In family businesses, disputes may arise concerning access to company information. Owners who work day-to-day in the business typically have unfettered access to this information, while passive shareholders may feel they are “in the dark” as to the company’s decision-making and performance. Passive shareholders depend on the “insider” owners to provide them with full and accurate information and may become suspicious of the insider owners when the information provided is delayed or incomplete. For their part, the active owners may believe that information requests from other owners are a burden or a distraction to the company’s operation. So, what documents are corporate shareholders entitled to review?

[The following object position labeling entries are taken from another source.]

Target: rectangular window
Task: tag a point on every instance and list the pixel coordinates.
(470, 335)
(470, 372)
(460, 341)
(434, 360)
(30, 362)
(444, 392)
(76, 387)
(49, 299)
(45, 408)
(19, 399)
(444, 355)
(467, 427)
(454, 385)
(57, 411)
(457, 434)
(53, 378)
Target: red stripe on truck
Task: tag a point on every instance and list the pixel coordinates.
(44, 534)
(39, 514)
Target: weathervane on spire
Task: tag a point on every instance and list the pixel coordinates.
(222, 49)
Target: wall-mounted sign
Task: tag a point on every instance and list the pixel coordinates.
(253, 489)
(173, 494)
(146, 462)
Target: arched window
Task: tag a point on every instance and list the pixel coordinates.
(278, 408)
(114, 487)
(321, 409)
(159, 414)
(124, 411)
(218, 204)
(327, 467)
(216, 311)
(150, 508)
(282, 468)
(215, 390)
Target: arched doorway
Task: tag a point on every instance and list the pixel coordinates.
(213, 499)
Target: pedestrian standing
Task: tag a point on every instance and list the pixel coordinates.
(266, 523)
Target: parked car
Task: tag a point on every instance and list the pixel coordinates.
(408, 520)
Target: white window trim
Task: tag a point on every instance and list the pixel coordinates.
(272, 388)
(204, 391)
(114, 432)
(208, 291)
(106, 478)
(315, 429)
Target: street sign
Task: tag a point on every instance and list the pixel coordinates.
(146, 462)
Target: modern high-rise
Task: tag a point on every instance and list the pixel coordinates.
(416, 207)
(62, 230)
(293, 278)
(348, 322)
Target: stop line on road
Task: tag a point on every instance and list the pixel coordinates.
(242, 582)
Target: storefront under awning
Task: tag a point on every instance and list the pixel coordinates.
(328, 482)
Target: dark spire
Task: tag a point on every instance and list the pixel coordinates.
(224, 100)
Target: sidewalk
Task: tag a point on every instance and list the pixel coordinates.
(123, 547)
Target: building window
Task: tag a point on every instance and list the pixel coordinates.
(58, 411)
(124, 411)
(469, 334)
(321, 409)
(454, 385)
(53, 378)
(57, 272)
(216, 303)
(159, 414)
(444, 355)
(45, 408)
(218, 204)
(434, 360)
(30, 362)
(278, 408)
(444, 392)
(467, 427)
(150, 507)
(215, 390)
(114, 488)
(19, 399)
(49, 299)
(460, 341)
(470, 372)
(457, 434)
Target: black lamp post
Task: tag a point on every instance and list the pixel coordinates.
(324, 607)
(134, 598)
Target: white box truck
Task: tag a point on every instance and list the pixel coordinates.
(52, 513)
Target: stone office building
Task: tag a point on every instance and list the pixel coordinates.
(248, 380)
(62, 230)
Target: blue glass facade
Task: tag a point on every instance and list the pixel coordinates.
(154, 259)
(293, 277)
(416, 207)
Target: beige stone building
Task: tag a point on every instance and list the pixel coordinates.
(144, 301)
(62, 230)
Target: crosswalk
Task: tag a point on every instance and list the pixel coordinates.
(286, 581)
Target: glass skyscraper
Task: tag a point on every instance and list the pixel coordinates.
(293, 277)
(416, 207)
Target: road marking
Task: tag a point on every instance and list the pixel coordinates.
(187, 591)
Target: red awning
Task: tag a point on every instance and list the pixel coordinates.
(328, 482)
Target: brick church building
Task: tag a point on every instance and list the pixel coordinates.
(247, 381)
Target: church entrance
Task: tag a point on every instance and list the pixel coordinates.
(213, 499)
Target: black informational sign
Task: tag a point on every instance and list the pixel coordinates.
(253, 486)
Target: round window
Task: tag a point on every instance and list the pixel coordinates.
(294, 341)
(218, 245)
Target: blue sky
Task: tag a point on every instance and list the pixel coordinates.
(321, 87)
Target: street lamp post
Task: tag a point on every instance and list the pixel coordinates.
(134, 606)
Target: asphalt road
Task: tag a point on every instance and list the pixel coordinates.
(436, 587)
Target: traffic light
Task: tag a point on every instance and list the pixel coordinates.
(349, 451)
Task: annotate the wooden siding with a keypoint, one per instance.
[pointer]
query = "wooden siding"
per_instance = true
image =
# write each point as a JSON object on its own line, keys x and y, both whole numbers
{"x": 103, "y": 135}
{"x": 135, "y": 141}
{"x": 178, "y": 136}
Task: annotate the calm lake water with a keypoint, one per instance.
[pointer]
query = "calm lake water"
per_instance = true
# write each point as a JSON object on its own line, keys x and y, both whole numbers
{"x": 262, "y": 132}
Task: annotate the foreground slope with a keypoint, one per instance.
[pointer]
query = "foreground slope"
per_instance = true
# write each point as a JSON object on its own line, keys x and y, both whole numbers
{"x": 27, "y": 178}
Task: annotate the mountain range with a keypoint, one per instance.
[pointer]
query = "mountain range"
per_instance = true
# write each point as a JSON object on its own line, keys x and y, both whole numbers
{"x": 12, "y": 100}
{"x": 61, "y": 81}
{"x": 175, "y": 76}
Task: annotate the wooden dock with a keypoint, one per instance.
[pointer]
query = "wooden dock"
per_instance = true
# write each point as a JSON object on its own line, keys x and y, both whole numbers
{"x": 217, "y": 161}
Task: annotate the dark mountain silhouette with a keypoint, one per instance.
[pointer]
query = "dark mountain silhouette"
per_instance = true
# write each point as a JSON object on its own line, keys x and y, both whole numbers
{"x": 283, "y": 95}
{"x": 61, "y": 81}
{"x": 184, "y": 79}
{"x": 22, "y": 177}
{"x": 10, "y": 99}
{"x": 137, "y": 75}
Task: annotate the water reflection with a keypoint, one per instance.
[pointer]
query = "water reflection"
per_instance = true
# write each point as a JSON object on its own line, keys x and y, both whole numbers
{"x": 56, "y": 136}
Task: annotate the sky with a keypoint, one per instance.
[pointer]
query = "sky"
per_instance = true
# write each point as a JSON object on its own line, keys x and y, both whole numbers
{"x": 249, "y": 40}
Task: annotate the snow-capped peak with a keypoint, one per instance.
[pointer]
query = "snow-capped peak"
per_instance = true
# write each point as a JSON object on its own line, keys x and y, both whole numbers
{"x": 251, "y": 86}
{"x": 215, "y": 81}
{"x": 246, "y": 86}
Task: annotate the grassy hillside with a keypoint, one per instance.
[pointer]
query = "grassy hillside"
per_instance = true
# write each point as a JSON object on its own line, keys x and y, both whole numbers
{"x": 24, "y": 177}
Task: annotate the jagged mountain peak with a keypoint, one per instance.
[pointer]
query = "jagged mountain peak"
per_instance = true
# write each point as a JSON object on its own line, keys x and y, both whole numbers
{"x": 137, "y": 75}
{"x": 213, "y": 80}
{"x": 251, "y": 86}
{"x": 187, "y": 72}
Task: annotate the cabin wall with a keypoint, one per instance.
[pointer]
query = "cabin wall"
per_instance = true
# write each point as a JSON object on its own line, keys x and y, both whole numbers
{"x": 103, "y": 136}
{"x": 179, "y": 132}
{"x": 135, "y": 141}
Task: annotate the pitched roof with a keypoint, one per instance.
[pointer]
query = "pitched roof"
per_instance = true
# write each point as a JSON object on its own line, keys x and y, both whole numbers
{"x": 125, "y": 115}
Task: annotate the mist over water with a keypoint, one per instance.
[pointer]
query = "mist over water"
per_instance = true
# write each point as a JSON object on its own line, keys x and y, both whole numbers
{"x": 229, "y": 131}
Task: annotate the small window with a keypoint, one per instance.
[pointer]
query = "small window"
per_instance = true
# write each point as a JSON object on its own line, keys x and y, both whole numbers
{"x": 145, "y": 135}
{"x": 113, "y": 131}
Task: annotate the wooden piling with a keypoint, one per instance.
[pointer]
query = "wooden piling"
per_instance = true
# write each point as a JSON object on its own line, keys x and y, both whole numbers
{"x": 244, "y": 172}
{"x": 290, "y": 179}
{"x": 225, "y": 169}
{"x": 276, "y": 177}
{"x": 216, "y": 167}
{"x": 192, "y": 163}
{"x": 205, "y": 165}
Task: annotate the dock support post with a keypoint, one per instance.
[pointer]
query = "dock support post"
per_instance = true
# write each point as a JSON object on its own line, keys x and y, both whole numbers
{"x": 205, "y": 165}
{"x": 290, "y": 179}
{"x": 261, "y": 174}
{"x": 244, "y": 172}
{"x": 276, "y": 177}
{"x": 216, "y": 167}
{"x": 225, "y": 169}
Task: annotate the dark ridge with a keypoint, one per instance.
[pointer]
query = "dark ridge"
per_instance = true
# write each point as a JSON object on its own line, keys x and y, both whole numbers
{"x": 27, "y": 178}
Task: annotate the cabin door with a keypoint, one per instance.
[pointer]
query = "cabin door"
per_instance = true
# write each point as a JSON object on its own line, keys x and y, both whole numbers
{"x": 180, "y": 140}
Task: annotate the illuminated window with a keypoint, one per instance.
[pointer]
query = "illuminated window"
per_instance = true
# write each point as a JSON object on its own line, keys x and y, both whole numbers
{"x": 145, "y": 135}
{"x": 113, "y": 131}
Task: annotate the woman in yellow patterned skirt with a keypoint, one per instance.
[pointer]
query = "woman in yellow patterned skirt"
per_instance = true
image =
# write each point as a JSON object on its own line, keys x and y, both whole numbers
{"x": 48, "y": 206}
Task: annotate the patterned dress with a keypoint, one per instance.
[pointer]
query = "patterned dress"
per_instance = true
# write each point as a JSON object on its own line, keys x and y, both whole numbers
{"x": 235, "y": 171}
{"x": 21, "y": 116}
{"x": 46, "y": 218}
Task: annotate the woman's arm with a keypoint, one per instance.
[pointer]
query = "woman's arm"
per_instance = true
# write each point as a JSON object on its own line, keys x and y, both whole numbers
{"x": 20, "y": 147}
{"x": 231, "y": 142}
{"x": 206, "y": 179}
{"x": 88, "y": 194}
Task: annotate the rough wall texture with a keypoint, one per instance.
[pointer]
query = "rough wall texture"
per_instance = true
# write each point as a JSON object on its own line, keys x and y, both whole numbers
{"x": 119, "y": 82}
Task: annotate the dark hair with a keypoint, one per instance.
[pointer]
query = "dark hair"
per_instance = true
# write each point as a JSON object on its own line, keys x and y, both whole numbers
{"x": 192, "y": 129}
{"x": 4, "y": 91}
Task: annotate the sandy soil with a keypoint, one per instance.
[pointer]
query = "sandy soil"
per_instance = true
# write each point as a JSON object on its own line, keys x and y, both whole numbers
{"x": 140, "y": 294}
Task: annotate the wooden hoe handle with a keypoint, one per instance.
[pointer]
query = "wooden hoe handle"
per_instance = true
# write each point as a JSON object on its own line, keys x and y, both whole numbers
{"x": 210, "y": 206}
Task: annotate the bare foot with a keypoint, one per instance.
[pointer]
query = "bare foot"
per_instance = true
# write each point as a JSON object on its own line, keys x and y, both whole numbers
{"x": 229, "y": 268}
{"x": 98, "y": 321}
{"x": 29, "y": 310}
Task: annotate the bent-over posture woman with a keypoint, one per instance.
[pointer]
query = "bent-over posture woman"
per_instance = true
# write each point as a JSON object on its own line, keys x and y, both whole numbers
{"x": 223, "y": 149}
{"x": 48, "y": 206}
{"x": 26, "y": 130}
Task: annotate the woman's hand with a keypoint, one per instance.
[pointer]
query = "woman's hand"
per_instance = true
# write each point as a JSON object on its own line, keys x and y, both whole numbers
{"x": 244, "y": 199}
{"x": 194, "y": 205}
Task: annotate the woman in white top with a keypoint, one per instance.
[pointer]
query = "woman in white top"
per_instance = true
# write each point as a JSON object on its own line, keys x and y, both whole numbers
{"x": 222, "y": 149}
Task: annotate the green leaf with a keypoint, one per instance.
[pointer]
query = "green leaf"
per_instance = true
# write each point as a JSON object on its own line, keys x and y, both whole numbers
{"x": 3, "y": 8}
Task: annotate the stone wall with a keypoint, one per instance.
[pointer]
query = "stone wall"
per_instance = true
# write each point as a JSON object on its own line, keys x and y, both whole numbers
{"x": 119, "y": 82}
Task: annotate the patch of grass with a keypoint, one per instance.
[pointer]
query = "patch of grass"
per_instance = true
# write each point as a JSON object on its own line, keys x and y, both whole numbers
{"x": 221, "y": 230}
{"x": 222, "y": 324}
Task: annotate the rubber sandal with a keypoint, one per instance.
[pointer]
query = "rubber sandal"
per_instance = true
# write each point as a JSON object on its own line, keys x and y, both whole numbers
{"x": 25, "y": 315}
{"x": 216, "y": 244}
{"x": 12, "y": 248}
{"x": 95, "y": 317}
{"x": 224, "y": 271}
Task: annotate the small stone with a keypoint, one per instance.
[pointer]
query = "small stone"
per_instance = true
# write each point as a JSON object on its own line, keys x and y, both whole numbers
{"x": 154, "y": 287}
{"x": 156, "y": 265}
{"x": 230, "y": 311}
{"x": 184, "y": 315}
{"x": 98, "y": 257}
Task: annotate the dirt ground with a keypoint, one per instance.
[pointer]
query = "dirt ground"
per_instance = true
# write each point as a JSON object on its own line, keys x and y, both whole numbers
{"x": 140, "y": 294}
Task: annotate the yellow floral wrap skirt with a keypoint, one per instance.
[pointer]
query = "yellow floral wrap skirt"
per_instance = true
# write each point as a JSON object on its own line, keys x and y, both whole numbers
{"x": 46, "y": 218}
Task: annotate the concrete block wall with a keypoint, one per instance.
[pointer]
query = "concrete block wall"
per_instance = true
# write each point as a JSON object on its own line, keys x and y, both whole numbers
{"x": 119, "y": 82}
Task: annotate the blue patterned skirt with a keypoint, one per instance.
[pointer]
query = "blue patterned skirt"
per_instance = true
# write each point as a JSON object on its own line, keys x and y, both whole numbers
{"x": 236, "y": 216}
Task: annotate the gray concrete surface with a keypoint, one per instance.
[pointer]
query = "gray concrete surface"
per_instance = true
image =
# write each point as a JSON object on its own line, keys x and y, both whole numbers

In the absence of a specific provision in the company’s by-laws, the company’s and shareholders’ rights and responsibilities are typically provided by statute. For example, in Massachusetts, General Laws Chapter 156D, § 16.01 – 16.04 set forth the statutory requirement for corporate recordkeeping and shareholder access. Under Section 16.01(e) of that statute, a corporation must keep copies of its articles of organization, its by-laws, the minutes of all shareholders’ meetings for the past three years, all written communications to shareholders generally within the past three years, a list of the names and business addresses of its current directors and officers and its most recent annual report. Shareholders have the right to inspect and copy those records, without exception, with advance written notice.

Under Section 16.01(b), a corporation also must keep all minutes of meetings of its board of directors, a record of all actions taken by the shareholders or board of directors without a meeting, and a record of all actions taken by a committee of the board of directors in place of the board of directors on behalf of the corporation. A corporation also is required to keep “appropriate” accounting records and a record of its shareholders, organized by name and number and class of shares held.

A shareholder must meet a heightened standard in connection with a request to inspect records kept pursuant to Section 16.01(b). Specifically, a shareholder may receive such documents only if:

  1. his demand is made in good faith and for a proper purpose;
  2. he describes with reasonably particularity his purpose and the records he desires to inspect;
  3. the records are directly connected to his purpose; and
  4. the corporation shall not have determined in good faith that disclosure of the records sought would adversely affect the corporation in the conduct of its business . . .

Courts have held that determining the value of a shareholder’s interest in the company and investigating potential mismanagement by the corporate officers or directors are “proper purposes” for making a records request.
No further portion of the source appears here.